Franklin Half Dollars
Franklin Half Dollars
The Franklin Half Dollar was very much the pet project of then Mint Director, Nellie Tayloe Ross, who had wanted a circulating coin honoring Franklin ever since she had seen the 1933 US Mint medal the mint's chief designer, John Sinnock had created in honor of Franklin. At the Franklin Half's official dedication ceremony, held on April 28th 1948, Ross said, “You may be wondering how it came about that the portrait of Benjamin Franklin found its place upon the 50 cent piece together with a replica of the Liberty Bell. For several years I had harbored the hope that during my tenure in the Mint these two features might be incorporated in design for one of our coins.”
As the other circulating coins were untouchable either for legal or political reasons the 50 cent coin was the only one available for Ross's Franklin plans despite the fact that no one thought Adolph Weinman's Walking Liberty design needed to be replaced. So Ross directed Sinnock to create a design for a Franklin half dollar based upon his earlier work on the Franklin medal and to put the Liberty Bell on the reverse.
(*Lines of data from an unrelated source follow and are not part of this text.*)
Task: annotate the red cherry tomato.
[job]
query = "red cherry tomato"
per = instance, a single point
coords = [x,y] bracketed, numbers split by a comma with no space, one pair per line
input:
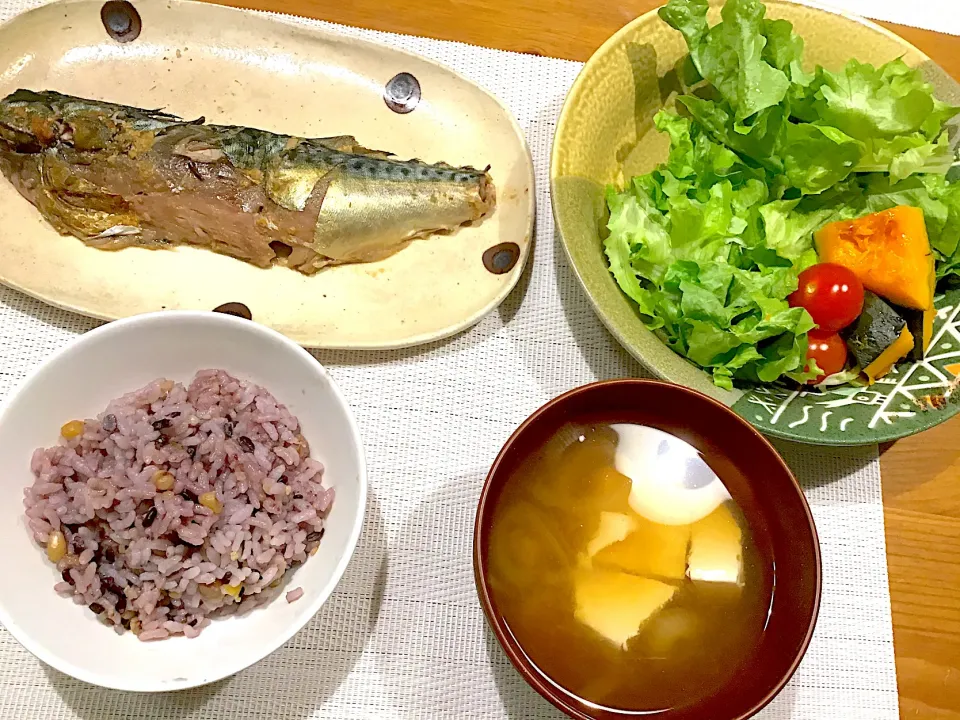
[830,352]
[832,295]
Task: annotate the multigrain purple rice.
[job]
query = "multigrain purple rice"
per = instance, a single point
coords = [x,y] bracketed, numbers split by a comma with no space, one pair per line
[246,506]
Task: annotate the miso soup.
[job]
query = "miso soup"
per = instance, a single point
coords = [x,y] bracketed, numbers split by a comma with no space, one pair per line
[625,570]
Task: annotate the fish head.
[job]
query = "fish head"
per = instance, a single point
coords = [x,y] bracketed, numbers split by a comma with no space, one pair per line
[26,121]
[32,121]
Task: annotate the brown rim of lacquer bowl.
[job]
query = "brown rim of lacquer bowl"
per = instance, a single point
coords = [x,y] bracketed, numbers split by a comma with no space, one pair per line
[768,488]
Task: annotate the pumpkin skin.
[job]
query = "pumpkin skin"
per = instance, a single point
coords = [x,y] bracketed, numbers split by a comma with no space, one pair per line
[889,251]
[880,337]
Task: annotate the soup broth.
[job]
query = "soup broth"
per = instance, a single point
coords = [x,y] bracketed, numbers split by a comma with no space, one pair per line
[624,568]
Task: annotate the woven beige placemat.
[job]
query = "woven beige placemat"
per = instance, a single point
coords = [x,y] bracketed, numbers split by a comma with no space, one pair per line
[403,636]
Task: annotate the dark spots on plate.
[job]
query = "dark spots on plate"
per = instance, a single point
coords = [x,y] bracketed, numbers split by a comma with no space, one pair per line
[402,93]
[281,250]
[501,258]
[121,20]
[236,309]
[109,424]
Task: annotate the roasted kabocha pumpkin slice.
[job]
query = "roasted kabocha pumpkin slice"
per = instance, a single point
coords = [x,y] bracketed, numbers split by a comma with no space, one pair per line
[889,251]
[879,339]
[920,324]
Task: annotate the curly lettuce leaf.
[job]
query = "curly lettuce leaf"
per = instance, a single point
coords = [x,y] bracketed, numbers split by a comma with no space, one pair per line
[730,54]
[763,153]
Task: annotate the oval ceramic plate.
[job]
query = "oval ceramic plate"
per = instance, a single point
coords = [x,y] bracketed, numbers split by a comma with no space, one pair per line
[288,78]
[605,135]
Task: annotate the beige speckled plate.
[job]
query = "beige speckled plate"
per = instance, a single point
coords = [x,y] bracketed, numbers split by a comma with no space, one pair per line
[605,135]
[235,67]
There was one snag in Ross's plans as the Coin Act of 1873 mandated that an eagle must appear on all circulating silver coinage larger than a dime. So a tiny eagle was added to the right of the Liberty Bell. Although the Commission of Fine Arts raised objections to this afterthought type treatment of the eagle Ross wasn't going let that stop her plans and so we ended up with what was the final design for the coin. The Franklin design didn't last its guaranteed minimum 25 year life span as the Congress authorized the Kennedy Half Dollar to honor our fallen president with special legislation shortly after his assassination.
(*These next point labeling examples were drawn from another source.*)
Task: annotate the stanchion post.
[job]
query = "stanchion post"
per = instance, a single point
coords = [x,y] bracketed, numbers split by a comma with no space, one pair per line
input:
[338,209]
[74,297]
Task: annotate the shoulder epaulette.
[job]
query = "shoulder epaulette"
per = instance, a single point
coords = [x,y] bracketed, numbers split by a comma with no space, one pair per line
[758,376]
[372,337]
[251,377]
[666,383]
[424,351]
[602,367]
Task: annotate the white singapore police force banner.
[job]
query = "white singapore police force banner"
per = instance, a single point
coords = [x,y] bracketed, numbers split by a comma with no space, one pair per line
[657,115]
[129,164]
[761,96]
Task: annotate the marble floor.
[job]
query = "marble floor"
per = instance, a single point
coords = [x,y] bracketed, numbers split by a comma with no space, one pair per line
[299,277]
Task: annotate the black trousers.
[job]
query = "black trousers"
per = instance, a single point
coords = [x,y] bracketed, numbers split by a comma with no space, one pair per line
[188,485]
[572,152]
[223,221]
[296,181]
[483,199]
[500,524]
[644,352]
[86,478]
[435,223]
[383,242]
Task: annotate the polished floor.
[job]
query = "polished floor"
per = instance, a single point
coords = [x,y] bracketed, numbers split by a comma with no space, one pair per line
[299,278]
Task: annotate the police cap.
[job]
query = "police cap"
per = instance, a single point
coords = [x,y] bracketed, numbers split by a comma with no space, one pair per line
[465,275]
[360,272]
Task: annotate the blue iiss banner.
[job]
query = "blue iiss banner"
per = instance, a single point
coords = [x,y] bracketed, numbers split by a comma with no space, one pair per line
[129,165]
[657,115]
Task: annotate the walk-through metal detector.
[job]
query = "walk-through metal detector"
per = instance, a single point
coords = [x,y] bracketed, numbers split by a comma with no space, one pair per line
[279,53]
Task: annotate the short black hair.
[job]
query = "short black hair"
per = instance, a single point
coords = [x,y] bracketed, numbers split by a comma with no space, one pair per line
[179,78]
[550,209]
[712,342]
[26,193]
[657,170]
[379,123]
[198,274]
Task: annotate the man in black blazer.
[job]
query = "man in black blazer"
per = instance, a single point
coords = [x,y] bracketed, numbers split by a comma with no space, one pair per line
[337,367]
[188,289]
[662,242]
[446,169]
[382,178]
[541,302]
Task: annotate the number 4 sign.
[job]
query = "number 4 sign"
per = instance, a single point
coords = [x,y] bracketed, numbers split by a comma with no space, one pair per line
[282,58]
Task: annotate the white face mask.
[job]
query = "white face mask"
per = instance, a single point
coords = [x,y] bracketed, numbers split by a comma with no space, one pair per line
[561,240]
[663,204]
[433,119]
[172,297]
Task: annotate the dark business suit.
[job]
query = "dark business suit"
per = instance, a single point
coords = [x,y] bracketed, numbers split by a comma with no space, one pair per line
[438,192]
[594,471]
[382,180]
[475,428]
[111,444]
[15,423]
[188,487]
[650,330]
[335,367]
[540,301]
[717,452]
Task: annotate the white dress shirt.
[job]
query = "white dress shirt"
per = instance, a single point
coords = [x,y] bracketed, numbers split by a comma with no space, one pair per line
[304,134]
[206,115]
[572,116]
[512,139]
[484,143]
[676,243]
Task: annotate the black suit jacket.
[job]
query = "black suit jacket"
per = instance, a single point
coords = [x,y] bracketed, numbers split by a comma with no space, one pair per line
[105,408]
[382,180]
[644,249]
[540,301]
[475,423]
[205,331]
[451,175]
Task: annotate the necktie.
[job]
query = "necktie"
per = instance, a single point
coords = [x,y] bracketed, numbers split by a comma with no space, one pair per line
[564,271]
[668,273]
Franklin Half Dollars began production in 1948 and marked the ending of an era as they replaced the last circulating coin that had the formerly traditional allegorical figure of Liberty instead of a politician on its obverse. For many years the Franklin Half Dollar series wasn't given that much attention by collectors, however due to its short lifespan and ready availability in circulated grades it has become more popular as an easy set to complete. The full set of Franklin halves is comprised of 35 business strikes and there were a scant 14 proofs. In circulated grades the keys to the set are the 1949-D (mintage: 4,120,600), 1949-S (mintage: 3,744,000), 1953 (mintage: 2,668,120) & the 1955 (mintage 2,498,181). The only widely noted variety is the 1955 “Bugs Bunny” variety, where a die chip makes it appear as if Franklin has an elongated front tooth.
This series gained the attention of more advanced collectors with the introduction of the concept of well struck examples having “Full Bell Lines”, or a complete and unbroken impression of the two sets of parallel lines at the bottom of and just above the bottom of the bell. Collecting full bell line Franklins puts a very different light on the rarity of members of this series with some results surprising to those who don't collect them. The 1953-S is the key to this series in full bell lines with prices skyrocketing for this issue. An MS-64 1953-S Franklin with full bell lines is currently priced by PCGS at $10,000 and at $25,000 in MS-65 FBL, though they rarely come up for sale. In fact the last 1953-S franklin with full bell lines that came up at Heritage Auctions was on August 14th, 2006 – it was graded MS-65 FBL by PCGS and went for $32,200. The rest of the series is much more affordable though some dates that seem common when not considering whether they have full lines or not are much less so with full bell lines. For example the 1961, 1962, and 1963 Philadelphia minted coins which can be had in uncirculated condition for a small premium over melt, are priced at $200+ for a MS-64 FBL graded coin - that is when you can find one.
Even at these prices many Franklin collectors feel that this set is currently undervalued by the market because no one knows for sure how many Franklin half dollars ended up in the melting pot during the silver run of the late 1970s and that far fewer are left than the market is currently priced at. One thing is certain, with ever increasing interest in this series prices are currently rising at a pretty healthy rate.